Record di decessi per malori improvvisi a Reggio Calabria: 13 giovani morti negli ultimi 7 mesi, non c’è spiegazione


Da Stretto Web – (…) Se la pandemia Covid si è portata via tanti nostri cari, parallelamente il 2021 è stato tragico perché ci sono stati addii inaspettati, di persone molto giovani morte in modo improvviso e sorprendente, senza una spiegazione ancor di più dei decessi Covid che sono comunque sempre riferiti a soggetti in età avanzata e con gravi patologie pregresse.

Un trend davvero drammatico soprattutto nei mesi estivi di luglio e agosto, e poi pure a cavallo tra novembre e dicembre. Diverse morti improvvise e premature che hanno lasciato Reggio Calabria nello sconforto, in alcune circostanze alla ricerca di una spiegazione che non esiste, nella rassegnazione di assenze che niente sarà in grado di colmare.

I primi eventi tragici fanno segnare le date del 26 aprile, quando un giovane di 28 anni venne ritrovato morto nella sua abitazione dalla fidanzata, e l’8 giugno, quando in via Sbarre il cadavere di un uomo di circa 40 anni è stato trovato in uno stabile in disuso di proprietà comunale. Con l’arrivo dell’estate queste tragedie sono addirittura aumentate: il 24 giugno un medico del 118, originario di Monasterace, ma in servizio ad Amantea, è stato trovato morto sulla spiaggia di Belmonte Calabro, in provincia di Cosenza.

Entrando nel mese di luglio, poi, Reggio Calabria ha subito tre gravi shock nel giro di tre giorni: tra il 23 luglio e il 26 luglio sono deceduti Diego Laurendi (35 anni), titolare del noto bar Gran Caffè situato sul Lungomare, Angelo Tedesco (41 anni), responsabile amministrativo di System House, anche lui molto conosciuto in città, e Carmine Dato (40 anni) operaio della Hitachi rail. Tre morti con cause molto simili, per tutti e tre si parla di aneurisma cerebrale, che hanno gettato la comunità reggina nello sconforto e col nodo alla gola.

Una tragedia che lascia senza parole quella che ha colpito la comunità di PalmiLetizia Guglielmo, 25 anni, è morta nella giornata del 20 agosto a seguito anche lei di un probabile aneurisma cerebrale. Come dimenticare ancora la morte sospetta del cestista Haitem Jabeur Fathallah, di 32 anni, in forza alla Fortitudo Messina, che ha accusato un malore durante la gara con la Dierre Basketball Reggio Calabria.

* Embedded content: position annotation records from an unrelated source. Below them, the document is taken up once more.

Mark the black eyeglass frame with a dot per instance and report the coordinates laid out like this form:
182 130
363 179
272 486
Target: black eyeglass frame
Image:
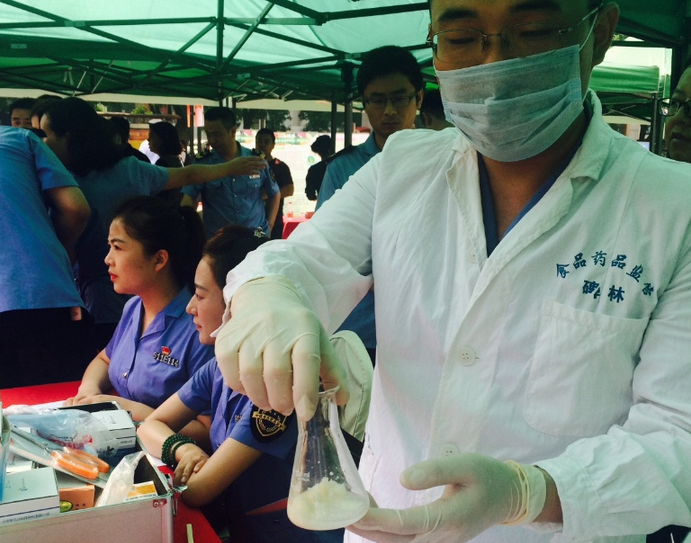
386 99
484 37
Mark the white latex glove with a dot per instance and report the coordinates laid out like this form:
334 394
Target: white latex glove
274 349
479 493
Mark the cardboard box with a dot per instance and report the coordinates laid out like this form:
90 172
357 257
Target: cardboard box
74 494
29 494
147 520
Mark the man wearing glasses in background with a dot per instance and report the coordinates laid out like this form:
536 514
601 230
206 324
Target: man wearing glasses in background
533 321
390 84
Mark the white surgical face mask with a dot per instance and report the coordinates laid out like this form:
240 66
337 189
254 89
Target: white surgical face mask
515 109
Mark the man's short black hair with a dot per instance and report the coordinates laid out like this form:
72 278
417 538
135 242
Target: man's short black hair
122 128
592 4
388 60
322 145
42 103
266 132
22 103
223 114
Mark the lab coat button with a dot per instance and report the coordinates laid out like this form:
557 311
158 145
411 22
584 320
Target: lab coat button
449 450
466 356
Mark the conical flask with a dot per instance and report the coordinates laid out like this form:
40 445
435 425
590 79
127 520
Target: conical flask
326 491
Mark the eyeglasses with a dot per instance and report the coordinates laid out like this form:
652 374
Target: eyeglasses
670 109
398 102
464 47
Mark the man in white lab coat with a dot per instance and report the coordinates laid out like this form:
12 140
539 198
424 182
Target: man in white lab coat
533 278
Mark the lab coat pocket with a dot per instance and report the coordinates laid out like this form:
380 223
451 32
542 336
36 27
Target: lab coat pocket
582 370
368 464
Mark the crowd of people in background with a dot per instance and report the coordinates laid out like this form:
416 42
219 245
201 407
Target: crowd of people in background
111 277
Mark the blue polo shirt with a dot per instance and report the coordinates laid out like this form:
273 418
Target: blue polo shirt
35 271
105 190
150 368
237 199
265 482
340 168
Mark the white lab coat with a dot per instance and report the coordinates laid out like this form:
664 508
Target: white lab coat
518 356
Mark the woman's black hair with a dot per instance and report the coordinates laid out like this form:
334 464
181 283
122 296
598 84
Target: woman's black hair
90 138
170 140
160 225
227 248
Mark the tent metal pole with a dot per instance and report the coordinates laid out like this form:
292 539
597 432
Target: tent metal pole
656 125
334 121
347 78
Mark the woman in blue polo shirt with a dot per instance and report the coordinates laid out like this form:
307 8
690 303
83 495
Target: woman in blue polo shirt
154 249
248 475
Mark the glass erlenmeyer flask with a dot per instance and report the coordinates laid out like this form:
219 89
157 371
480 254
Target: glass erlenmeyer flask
325 491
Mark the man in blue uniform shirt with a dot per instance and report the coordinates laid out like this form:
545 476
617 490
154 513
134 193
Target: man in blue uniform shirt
235 199
390 84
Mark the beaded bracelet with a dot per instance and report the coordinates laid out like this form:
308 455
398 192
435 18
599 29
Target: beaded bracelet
171 443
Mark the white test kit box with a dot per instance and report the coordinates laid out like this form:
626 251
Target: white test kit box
29 494
121 426
146 520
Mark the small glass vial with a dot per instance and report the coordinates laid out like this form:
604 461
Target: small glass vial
326 491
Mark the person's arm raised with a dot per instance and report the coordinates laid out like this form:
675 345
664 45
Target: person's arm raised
69 213
203 173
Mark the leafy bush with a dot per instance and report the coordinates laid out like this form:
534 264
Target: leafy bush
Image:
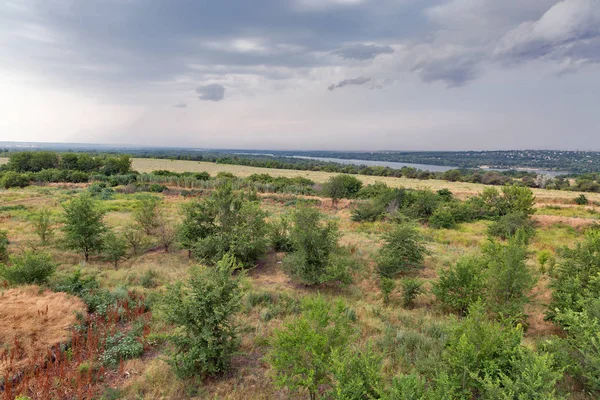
508 225
486 360
42 225
582 200
460 286
28 268
84 226
114 248
342 187
14 179
411 288
120 347
315 258
509 279
403 249
4 242
280 234
147 214
302 349
442 217
203 310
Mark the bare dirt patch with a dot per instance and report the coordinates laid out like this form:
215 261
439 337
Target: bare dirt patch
38 319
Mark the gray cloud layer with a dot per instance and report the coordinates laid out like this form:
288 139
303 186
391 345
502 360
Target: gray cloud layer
212 92
363 51
359 80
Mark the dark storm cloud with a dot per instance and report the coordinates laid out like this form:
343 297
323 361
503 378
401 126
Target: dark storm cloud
212 92
360 80
363 51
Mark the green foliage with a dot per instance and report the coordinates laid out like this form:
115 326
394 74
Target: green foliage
411 288
42 225
460 286
387 286
203 310
84 226
233 223
342 187
114 248
442 217
485 359
12 179
573 280
582 200
28 268
4 242
147 214
315 258
508 225
403 250
355 374
301 355
509 279
120 347
279 234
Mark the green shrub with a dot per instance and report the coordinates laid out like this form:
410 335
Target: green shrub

Entrando poi nel mese di dicembre, va ricordato il misterioso tragico episodio avvenuto il 6 dicembre alla stazione ferroviaria di Villa San Giovanni, quando un uomo si è accasciato ed è deceduto in seguito ad un malessere improvviso. Drammatici pure i giorni successivi: incredibile la storia del colonnello Salvatore Gagliano, ex comandante della Scuola Allievi Carabinieri di Reggio Calabria, a poi al Comando Interregionale “Culqualber” di Messina, secondo le versioni ufficiali deceduto di Covid, poi su denuncia di un amico avvocato la smentita e la fredda verità di un “malore accusato pochi giorni dopo il vaccino”.

E sempre tra le forze dell’ordine le improvvise scomparse il 12 dicembre dell’agente di LocriRoberto Valastro, e del Comandante dei Vigili Urbani di CittanovaGiacomo D’Amico, il 26 dicembre. Scosse fortissime nel cuore dei reggini, così come l’addio del 14 dicembre a Nino Porcino, 51enne collaboratore del Casale 1890 – Tenuta Tramontana e professionista molto conosciuto e stimato nella città calabrese dello Stretto.

Tante frecce che hanno colpito i cuori dei familiari di queste persone e dei concittadini, nel dolore stretti per farsi forza tutti insieme e superare il momento difficile. Ed è forse questa la speranza del nuovo anno, che Reggio Calabria come il resto d’Italia possa ritrovare quella la serenità ormai macchiata da un periodo così nefasto.